Комитеты кругом, в комитетах споры-разговоры…

В каждом полку комитет, в каждой роте комитет, в корпусе будто комитет был, да что там – каждый нижний чин и тот сам себе комитет, только бы глотка гремела. У меня, не в похвальбу будь сказано, смекалка не на палке – фронт научил, и два Георгия в грудь не задарма влеплены. Вторая рота в голос порешила:

– Будь ты, Максим Кужель, товарищ неизменный, будь нашим депутатом и мозолистыми руками поддерживай наш солдатский интерес.

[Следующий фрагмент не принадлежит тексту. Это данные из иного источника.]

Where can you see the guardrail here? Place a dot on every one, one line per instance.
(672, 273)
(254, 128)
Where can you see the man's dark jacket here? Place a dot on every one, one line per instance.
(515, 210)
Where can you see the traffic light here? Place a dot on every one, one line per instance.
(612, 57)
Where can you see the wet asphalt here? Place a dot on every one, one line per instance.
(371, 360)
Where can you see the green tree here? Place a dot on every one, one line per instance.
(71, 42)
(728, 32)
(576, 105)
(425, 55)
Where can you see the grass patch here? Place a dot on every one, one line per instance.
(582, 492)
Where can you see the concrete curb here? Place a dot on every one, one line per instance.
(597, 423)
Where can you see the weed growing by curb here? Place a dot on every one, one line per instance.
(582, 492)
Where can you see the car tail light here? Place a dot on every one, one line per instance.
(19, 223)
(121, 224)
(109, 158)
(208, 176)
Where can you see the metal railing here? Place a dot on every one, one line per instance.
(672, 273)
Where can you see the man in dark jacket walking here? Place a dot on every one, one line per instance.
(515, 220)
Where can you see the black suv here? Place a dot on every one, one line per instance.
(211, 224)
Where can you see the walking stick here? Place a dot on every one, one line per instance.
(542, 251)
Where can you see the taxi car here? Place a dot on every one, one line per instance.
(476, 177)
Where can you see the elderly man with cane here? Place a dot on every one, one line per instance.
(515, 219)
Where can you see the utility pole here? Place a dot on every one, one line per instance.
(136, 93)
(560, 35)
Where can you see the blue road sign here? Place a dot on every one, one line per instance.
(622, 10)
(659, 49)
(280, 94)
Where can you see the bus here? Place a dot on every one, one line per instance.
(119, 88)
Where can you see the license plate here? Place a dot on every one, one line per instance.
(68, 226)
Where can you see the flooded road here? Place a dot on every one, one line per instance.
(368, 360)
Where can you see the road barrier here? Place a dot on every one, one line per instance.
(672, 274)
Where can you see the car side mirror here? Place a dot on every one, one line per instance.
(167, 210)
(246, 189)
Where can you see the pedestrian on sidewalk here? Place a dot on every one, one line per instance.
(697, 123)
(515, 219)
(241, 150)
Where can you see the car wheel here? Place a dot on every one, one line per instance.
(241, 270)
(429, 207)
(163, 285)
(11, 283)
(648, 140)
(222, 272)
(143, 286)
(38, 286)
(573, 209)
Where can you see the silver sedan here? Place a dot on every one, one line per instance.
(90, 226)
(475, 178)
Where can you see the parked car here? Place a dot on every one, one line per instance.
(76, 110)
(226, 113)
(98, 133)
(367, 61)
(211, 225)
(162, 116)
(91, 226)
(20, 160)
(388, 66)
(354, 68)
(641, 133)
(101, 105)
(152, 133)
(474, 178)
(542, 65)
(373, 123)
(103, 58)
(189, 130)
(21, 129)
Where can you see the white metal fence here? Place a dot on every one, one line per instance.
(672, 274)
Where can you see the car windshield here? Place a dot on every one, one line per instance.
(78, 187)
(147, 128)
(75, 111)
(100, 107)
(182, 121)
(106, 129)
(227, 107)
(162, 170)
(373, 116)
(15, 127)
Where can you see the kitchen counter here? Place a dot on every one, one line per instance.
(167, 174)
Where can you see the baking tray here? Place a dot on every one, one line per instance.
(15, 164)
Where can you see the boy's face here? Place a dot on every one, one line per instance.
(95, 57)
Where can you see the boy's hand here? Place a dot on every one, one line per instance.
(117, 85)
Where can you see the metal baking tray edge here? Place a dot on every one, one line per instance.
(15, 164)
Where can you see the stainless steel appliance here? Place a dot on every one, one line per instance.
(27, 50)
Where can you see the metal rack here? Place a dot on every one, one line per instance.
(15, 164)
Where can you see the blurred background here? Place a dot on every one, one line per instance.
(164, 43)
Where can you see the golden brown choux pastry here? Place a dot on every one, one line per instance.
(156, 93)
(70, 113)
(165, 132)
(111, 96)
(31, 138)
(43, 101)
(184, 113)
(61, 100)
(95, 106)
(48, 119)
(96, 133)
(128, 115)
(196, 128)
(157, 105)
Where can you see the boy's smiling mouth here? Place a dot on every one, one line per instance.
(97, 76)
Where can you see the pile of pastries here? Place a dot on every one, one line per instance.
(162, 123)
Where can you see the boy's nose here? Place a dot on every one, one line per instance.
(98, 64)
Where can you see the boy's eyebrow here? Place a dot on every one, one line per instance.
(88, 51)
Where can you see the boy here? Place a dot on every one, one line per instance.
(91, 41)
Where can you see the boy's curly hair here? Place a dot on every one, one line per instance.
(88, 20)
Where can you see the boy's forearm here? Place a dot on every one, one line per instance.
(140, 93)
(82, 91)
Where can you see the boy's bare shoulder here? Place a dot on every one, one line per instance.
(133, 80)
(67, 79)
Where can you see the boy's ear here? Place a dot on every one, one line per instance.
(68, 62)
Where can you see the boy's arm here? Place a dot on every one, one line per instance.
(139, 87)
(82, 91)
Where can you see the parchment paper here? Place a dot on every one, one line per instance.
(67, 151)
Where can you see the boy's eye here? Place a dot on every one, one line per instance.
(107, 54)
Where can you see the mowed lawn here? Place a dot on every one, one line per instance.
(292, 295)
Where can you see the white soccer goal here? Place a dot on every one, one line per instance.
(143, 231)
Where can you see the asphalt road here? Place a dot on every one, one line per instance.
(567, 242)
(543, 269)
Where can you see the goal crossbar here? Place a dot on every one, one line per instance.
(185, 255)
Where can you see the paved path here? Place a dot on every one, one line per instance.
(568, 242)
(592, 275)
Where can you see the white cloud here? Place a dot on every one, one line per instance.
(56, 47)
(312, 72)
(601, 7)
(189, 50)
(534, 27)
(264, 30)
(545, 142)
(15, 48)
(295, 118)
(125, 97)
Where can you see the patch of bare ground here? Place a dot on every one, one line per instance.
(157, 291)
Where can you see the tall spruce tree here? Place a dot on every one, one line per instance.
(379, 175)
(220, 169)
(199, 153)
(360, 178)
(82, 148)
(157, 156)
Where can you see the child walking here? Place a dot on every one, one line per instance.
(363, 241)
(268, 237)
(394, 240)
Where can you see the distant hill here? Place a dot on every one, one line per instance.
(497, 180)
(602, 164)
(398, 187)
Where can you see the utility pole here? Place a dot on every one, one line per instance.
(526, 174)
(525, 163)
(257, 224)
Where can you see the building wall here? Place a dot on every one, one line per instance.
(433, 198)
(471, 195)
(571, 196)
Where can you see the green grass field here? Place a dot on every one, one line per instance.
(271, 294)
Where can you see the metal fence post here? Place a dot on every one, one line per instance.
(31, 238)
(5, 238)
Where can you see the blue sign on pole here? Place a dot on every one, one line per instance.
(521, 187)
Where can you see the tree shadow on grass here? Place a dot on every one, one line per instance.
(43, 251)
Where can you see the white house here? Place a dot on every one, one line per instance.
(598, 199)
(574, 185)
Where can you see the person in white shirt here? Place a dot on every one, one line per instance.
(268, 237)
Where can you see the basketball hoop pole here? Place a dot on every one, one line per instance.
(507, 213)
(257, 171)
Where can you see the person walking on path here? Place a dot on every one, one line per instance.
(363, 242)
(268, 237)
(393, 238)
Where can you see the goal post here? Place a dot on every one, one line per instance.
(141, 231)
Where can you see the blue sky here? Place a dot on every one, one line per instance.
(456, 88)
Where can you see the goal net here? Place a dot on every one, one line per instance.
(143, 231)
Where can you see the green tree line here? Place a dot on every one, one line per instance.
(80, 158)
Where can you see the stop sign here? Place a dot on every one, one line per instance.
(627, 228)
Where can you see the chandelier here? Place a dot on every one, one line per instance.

То ли от страху, то ли от радости руки у меня дрожат – папироску сворачиваю, – однако виду не подаю и, закурив, отвечаю:

– Служил царю, послужу и псарю… Малоученый я, но не робею и за солдата душу отдам.

– Крой, Кужель.

– В обиду не дадим.

– Верой и правдой чтоб.

Закрутил я ус кренделем – и в комитет.

На привольном воздухе комитет, в офицерской палатке. Бывало, до этой палатки четырех шагов не дойдешь – стоп! Вытянешься – того гляди шкура лопнет: «Гав, гав, гав, разрешите войти!» Теперь, шалишь, кому захотелось, и лезь в комитет, как в дом родной. Заходит серый и с офицером за ручку: «Как спать изволили?», а то еще того чище: развалится серый, будто султан-паша, закурит табачок турецкий и под самый офицеров нос дым этак хладнокровно пускает, а он, его благородие, вроде и не чует.

И смешно, и дивно…

Вернусь в роту, расскажу-размажу, гогочут ребята, ровно жеребцы стоялые, и вздыхают свободно.

Дальше – больше, о доме разговоры пошли.

– Скоро ли?

– Да как?

– Пора бы…

– Сиди тут, как проклятый.

– Покинуты, заброшены…

– Защитники, скотинка бессловесная.

Солдатская секция и в комитете нет-нет да и подсунет словцо:

– Как там?

– Ждите, братцы. Газеты пишут, скоро-де немцам алаверды, тогда замиренье выйдет и мы, как всесветные герои, мирно разъедемся по домам Родины своей.

– Три года, ваше благородие, газеты рай сулят, а толку черт ма.

– Помни долг службы.

– Больно долог долг-то, конца ему не видать.

– Много ждали, немного надо подождать.

Тут у нас разговор глубже зарывался.

– Не довольно ли, ваше благородие, буржуазов потешать? Наше горе им в смех да в радость.

– За богом молитва, за Родиной служба не пропадет.

– Надоели нам эти песни. Воевать солдат больше не хочет. Довольно. Домой.

Начальники – свое:

– Расея наша мать.

Мы:

– Домой.

Они знай долдонят:

– Геройство, лавры, долг…

А мы:

– Домой.

Они:

– Честь русского оружия.

Мы в упор:

– Хрен с ней, и с честью-то, – говорим, – домой, домой и домой!

– Присягу давали?

– Эх, крыть нам нечем, верно, давали… – И какая стерва выдумала эту самую присягу на нашу погибель?

Оно хотя крыть и нечем, а к офицерству стали мы маленько остывать.


С горя, с досады удумали с соседними частями связаться. Набралось нас сколько-то товарищей, приходим в 132‑й стрелковый. Жарко, тошно. Солдаты и тут в нижних рубашках, распояской гуляют, а которые босиком и без фуражек.

– Где у вас комитет, землячок?

– Купаться ушли, а председатель в штабе дежурит.

Вваливаемся в штаб.

Председатель комитета Ян Серомах, с засученными по локоть рукавами, брился стеклом перед облупленным зеркальцем, стекло о кирпич точил.

– Рассказывай, председатель, какие у вас дела?

– Дела, – говорит, – маковые…

И так и далее катили мы веселый солдатский разговор, пока Серомах не выбрился. Оставшийся жеребиек стекла он завернул в тряпицу, сунул в щель в стене и, обмыв чисто выскобленные скулы, поздоровался с нами за руки:

– Ну, служивые, вижу, вы народы свои, народы тертые, не дадите спуску ни малым бесенятам, ни самому черту… Гайда в землянку, чаем угощу.

Чаек, заваренный ржаными корками, пили мы вприкуску, с сушеной дикой ягодой, а ягоду Серомах насобирал, в разведку ходючи, и председатель рассказывал нам, как они своего полкового командира за его паскудное изуверство перевели на кухню кашеваром; как послали в корпусной комитет депутацию с требованием отвести полк в тыл на отдых; как на полковом митинге постановили чин-званье солдатское носить и фронт держать, пока терпенья хватает, а то срываться всем миром-собором и гайда по домам.